Now, I went out last night. (Mid Week Morgan's) I told my neighbor and his friend about my 40 day rule and knowing what a sexually charged person I am, even in everyday circumstances, I think they were trying to push my buttons a bit. By the end of the night, I texted my neighbor and darn near begged for some action. I am pleased to say that he is a great friend, he told me I could do this and that after 40 days if I chose to do something with anyone it would be that much better. I guess he has a point. However, the Captain in me didn't like that answer, so I called my friend Barry (the prettiest black man I have ever met, 6'5, runner.....adorable) I mean I wanted to snuggle(*wink*) and he complied quite willingly to come over and hold me, as well as respected my 40 days rule. (He is a good catholic boy) It actually made me smile. For once in my life I have friends that will keep me to my word because it is best for me. I actually feel respected and cared about. Thank you guys!!!
I have this tattoo on my left wrist that says "To thine own self be true" I got home last night to this message on our white board from J. Wilde: "To thine own self be true? To search for that truth, you need to respect yourself, to know a moment isn't forever, but also that more pain may come from being who you respect; not giving into temptations no matter how great the moment. " My roommate can be a genius somedays and I love him for that.
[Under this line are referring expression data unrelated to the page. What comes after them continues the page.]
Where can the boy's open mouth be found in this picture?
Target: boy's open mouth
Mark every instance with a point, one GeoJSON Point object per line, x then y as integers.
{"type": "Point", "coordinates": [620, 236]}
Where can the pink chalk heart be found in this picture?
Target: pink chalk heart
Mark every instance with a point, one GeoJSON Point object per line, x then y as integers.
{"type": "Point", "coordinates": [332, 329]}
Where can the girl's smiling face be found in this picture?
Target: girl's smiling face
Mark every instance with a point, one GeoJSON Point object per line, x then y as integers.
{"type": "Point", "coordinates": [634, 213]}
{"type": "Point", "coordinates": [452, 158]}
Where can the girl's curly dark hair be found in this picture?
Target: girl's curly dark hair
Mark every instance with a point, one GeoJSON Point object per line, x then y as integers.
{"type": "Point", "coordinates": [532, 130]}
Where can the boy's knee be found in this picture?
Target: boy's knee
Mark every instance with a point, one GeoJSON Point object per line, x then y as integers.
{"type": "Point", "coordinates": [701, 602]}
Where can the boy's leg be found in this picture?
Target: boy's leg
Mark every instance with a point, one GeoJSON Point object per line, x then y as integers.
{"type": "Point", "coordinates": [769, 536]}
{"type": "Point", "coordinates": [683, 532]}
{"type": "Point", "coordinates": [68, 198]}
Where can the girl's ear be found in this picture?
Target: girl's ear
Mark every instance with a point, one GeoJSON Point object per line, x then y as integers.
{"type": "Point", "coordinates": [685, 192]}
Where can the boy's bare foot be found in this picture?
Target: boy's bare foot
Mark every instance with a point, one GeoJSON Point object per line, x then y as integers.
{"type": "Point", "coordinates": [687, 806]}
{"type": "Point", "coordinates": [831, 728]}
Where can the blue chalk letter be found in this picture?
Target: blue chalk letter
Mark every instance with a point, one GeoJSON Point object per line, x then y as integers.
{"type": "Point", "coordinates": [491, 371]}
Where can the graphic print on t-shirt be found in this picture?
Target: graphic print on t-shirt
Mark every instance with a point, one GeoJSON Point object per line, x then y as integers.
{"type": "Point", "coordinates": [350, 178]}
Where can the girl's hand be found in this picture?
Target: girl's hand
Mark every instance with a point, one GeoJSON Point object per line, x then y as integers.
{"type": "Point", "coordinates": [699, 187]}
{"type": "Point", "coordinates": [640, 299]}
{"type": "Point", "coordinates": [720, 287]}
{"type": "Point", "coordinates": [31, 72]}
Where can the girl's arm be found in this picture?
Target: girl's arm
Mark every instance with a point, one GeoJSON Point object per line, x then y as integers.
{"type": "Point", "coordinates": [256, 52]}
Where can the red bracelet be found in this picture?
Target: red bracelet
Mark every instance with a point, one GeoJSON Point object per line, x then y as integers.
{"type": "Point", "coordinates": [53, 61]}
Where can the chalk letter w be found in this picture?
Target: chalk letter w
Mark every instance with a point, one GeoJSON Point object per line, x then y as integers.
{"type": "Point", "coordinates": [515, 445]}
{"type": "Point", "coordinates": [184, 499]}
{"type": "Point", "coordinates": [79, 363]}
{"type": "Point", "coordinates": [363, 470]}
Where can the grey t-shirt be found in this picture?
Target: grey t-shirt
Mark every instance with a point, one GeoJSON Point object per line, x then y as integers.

The true me at times is a child and the minute I am told or I tell myself I can't do something, well I have to prove it wrong. I am in no place to be having sex anyway, I am not in a relationship, I am finally at the letting go point of my last relationship. In my mind, I know that this is a great thing and that it won't be that hard. But the child in me wants to kick and scream and cry and beg for someone to "love" me. That makes me laugh. In all actuality there is only one person that I really want to be sexual with and well, due to borders of countries, that isn't going to happen anytime soon. Now the other side of me, the Dominant is actually more aroused by this act of denial. Thank god for the mythical clitoris, as self sex does not require penetration, so that will not break our rules. I would be a raging bitch if I couldn't at least do that.
If either of us fail, we will post it. I am interested to see how J. fairs when his first real temptation in these 40 days arrives. I wasn't graceful about it last night, but I have friends to get me past it and I hope that I can be there for him when temptation knocks and wants to take his sex drive out for a wild ride.